Despite the challenges and reflections on the previous fiscal year, Buffett remains optimistic about Berkshire's forward momentum. Acknowledging the 53% of operating businesses reporting declines, he emphasized the importance of focusing on operating profits rather than the fluctuative nature of investment valuations, attaching his views of Berkshire's resilience to its diversified nature.

Investors, analysts, and avid observers have begun contemplating Buffett's age, with whispers circulating about succession strategies as he prepares for his eventual transition as CEO, handing over reins to Greg Abel. Buffett stated, "It won’t be long before Greg Abel replaces me as CEO and will be writing the annual letters," underscoring the importance of leadership continuity.

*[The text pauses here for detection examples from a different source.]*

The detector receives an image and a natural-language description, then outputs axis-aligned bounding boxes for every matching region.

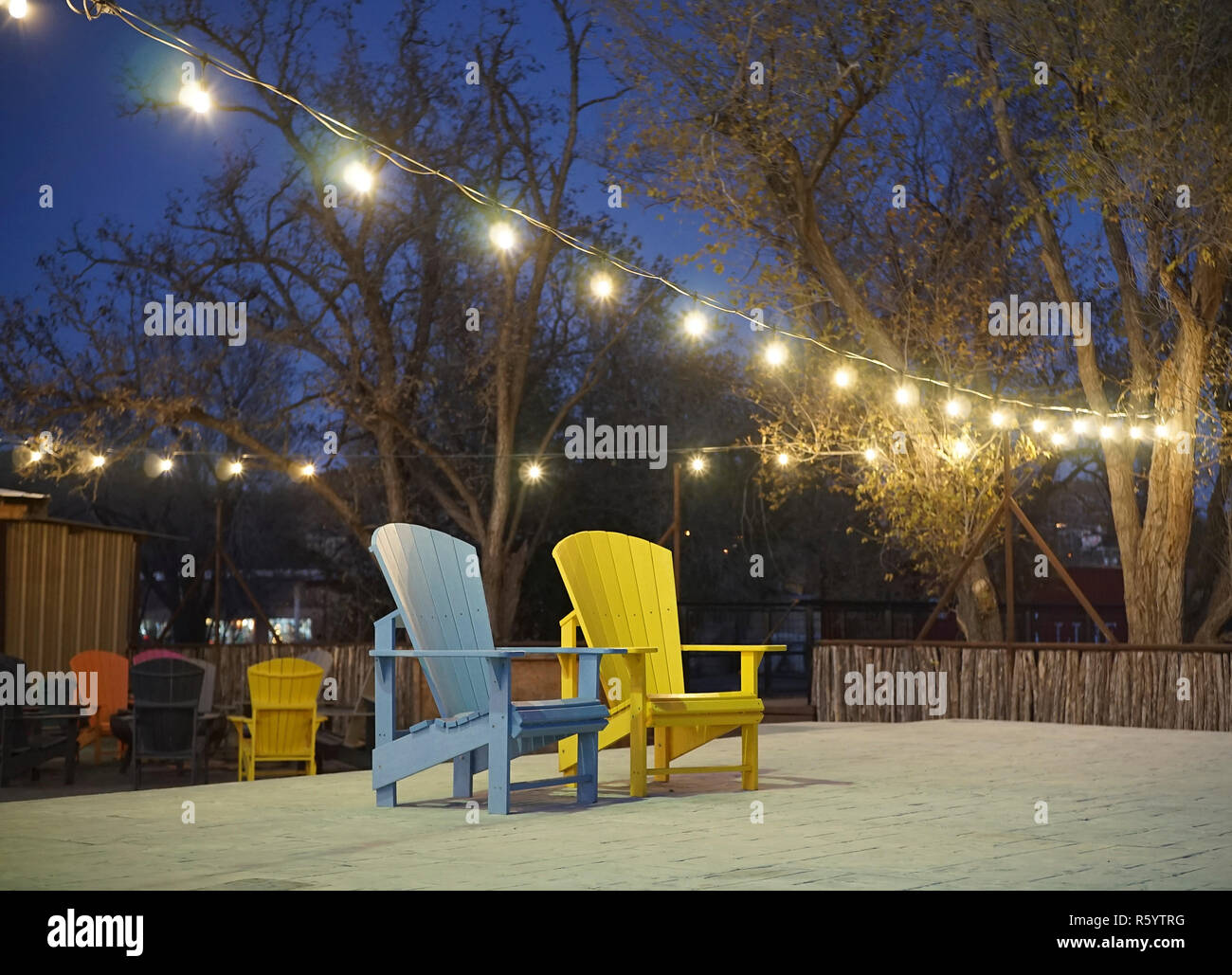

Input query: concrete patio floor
[0,720,1232,890]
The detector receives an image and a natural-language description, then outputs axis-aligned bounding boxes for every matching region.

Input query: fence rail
[812,641,1232,731]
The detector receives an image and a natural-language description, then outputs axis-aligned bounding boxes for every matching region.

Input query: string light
[342,163,374,193]
[62,0,1177,430]
[590,272,616,301]
[488,223,517,251]
[180,81,214,115]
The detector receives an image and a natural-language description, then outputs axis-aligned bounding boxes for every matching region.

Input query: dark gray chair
[128,658,209,789]
[0,654,82,785]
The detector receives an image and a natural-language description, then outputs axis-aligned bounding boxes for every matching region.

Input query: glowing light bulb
[180,81,214,115]
[488,223,517,251]
[590,273,616,301]
[342,163,376,193]
[685,312,706,338]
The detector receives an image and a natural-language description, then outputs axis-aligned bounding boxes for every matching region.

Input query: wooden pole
[915,498,1006,642]
[672,460,684,590]
[1002,429,1014,642]
[1006,497,1116,642]
[223,551,282,642]
[214,497,223,645]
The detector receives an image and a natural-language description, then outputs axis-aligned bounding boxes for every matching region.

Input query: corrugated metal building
[0,489,144,671]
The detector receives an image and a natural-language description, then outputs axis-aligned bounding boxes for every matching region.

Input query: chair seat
[407,712,487,735]
[611,691,765,719]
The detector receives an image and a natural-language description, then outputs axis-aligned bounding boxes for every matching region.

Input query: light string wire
[65,0,1205,439]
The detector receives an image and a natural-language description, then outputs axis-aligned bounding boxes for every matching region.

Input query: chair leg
[488,735,510,816]
[628,719,660,799]
[654,728,672,782]
[578,731,599,805]
[740,724,758,791]
[453,752,475,799]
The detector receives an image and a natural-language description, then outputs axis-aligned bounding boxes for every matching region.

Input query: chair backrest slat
[69,650,128,728]
[372,523,496,717]
[247,658,324,757]
[131,656,206,757]
[552,532,685,695]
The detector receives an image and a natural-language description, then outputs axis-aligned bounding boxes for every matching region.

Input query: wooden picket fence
[812,641,1232,731]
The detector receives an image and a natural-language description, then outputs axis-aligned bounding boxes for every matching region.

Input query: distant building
[0,489,158,671]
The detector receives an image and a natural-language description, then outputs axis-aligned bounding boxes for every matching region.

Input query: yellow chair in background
[228,658,325,782]
[552,532,788,797]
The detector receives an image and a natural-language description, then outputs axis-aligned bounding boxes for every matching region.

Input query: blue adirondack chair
[371,524,625,815]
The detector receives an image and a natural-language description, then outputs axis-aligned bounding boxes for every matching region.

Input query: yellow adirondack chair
[228,658,325,782]
[552,532,788,797]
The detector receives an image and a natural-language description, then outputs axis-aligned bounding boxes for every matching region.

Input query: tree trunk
[955,558,1006,642]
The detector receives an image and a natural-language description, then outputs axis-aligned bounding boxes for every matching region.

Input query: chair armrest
[680,644,788,696]
[559,646,660,656]
[369,646,532,659]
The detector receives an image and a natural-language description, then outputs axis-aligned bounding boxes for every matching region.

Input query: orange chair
[69,650,128,765]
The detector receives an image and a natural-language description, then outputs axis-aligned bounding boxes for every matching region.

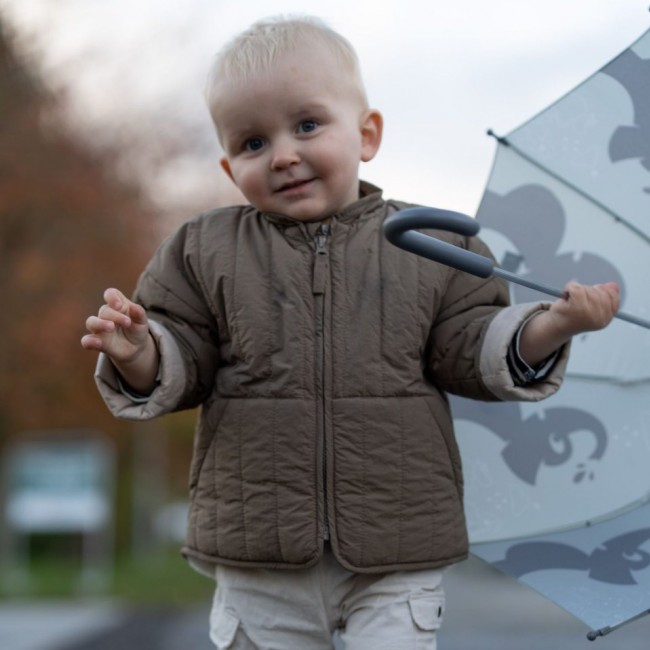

Readers of Buffett's letters often prepare themselves for insights gleaned over decades; they offer windows through which to peer not only at Berkshire's financial acumen but also at the philosophical underpinnings shaping their strategies. The upcoming Berkshire annual meeting, long anticipated, will yield additional discussions on both performance metrics and lessons learned through this transformative period.

With the company on the eve of the 60th anniversary under Buffett's leadership, it is clear he continues to approach each letter as both reflection and instruction, guiding future leaders of the conglomerate.